Jim Haring spent his life dedicated to nature conservation. As a member of the Clinton County Conservation and Foundation Boards, he strove to be a good public steward of the natural resources that surrounded his home and worked to instill that same value in younger generations.
Before he passed away in 2018, he worked with his friend Marty Murrell and the LincolnWay Community Foundation to establish an endowment fund that would help provide Clinton County residents with opportunities to enjoy, learn about and preserve the natural landscape around them. By planning a charitable contribution from his estate, Haring established the Clinton County Conservation Foundation Endowment Fund, which Murrell says helps his friend’s legacy live on.
“This fund is in Jim’s honor and memory,” says Murrell, who got to know Haring through their volunteer efforts. “Because it is an endowment, it will pay out annually — forever — to support the causes Jim was most passionate about.”
Haring specifically wanted to ensure that payouts from the endowment would support hands-on, real world experiences, Murrell adds. For example, he says, it could help fund nature displays and outdoor equipment for our naturalists to use in educational teaching and conservation programming.

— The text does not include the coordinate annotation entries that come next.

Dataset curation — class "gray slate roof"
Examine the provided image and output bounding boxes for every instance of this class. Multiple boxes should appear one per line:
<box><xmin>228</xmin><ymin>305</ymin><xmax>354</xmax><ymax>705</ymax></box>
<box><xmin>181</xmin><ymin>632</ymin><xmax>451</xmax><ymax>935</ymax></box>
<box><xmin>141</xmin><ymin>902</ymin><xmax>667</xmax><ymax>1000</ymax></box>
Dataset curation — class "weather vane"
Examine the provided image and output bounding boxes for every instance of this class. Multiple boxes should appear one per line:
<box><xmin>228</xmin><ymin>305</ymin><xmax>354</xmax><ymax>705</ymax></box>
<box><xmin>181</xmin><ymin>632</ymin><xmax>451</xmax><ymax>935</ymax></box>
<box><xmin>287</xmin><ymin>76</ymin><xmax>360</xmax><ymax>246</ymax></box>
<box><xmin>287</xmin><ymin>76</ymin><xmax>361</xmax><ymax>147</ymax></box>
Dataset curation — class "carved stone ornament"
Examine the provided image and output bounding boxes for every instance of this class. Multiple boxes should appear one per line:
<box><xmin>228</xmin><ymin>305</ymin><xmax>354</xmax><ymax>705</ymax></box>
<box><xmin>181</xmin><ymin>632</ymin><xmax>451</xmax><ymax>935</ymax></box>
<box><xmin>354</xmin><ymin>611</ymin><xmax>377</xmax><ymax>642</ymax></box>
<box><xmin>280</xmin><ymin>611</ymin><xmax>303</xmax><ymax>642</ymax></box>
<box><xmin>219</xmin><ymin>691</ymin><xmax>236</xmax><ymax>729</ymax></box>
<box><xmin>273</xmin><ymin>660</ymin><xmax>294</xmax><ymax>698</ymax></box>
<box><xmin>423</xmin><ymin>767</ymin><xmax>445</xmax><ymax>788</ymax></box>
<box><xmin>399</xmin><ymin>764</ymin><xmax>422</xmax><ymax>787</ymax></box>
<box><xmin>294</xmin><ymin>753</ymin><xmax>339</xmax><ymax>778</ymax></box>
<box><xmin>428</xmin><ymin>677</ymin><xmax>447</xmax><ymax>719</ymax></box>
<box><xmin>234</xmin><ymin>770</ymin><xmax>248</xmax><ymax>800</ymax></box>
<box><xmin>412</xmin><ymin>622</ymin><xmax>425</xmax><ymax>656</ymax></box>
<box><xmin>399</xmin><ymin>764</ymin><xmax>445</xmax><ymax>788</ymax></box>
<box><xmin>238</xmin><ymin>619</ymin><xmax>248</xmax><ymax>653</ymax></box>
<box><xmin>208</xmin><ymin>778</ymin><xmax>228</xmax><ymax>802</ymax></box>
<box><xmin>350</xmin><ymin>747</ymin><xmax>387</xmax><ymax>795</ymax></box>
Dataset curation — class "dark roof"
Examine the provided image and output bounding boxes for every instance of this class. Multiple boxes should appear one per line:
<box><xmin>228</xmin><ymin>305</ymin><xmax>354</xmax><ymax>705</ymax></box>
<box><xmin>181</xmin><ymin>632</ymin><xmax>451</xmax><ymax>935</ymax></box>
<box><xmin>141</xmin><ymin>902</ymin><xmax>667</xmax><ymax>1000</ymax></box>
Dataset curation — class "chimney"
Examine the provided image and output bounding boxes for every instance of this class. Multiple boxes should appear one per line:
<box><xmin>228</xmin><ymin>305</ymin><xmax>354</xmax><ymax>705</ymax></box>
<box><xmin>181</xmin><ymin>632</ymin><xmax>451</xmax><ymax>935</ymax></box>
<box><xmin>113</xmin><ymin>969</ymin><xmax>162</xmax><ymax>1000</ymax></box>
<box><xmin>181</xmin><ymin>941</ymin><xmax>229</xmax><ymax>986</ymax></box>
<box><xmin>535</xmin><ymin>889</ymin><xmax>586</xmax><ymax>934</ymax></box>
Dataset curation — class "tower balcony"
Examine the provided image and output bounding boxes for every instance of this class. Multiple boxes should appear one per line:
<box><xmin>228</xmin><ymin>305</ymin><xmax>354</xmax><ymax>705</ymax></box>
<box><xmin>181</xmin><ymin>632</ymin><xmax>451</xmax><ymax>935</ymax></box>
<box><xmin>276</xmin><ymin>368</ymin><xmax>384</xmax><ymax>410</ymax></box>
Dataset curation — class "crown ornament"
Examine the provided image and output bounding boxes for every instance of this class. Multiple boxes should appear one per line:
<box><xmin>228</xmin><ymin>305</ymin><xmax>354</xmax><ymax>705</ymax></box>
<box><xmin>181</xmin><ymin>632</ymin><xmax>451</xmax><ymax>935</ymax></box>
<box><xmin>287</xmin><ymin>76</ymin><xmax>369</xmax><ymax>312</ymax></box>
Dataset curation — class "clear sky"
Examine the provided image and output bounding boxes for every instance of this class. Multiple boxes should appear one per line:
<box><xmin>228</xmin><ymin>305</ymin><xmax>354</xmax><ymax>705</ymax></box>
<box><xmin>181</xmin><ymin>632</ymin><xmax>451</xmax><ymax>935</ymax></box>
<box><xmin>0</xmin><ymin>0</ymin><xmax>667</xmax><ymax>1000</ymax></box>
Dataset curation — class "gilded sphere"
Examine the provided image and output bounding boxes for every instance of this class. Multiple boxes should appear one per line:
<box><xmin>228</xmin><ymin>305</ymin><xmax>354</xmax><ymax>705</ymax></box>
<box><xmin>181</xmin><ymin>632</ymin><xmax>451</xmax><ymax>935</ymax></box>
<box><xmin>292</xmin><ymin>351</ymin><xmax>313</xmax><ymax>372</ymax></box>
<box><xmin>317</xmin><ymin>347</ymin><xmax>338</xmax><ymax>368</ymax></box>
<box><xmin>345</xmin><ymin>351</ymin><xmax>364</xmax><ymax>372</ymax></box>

“This endowment enhances Jim’s love of nature and maintains the area for the future for all citizens,” says Pat Henricksen, executive director of the LincolnWay Community Foundation. “The mission of the LincolnWay foundation is to build communities, and this fund helps do just that by ensuring Clinton County residents and visitors can experience and enjoy the place where we all live.”
Beyond its payouts, the conservation fund will also serve as a way for people to remember Haring, who Clinton County residents knew as a generous and friendly presence in the community, Murrell says.
Not only was Haring instrumental in bringing amenities like the Mississippi River Eco Tourism Center to the county, he also received numerous honors for his volunteerism in helping teach people about nature and conservation.
“He was passionate about conservation education, especially when it came to children,” Murrell says. “He taught it to his daughters, they taught it to their children, and he was instrumental in teaching conservation to thousands of children in Clinton County and nationwide.
“That’s the kind of mark Jim left on people, whether you knew him or not.”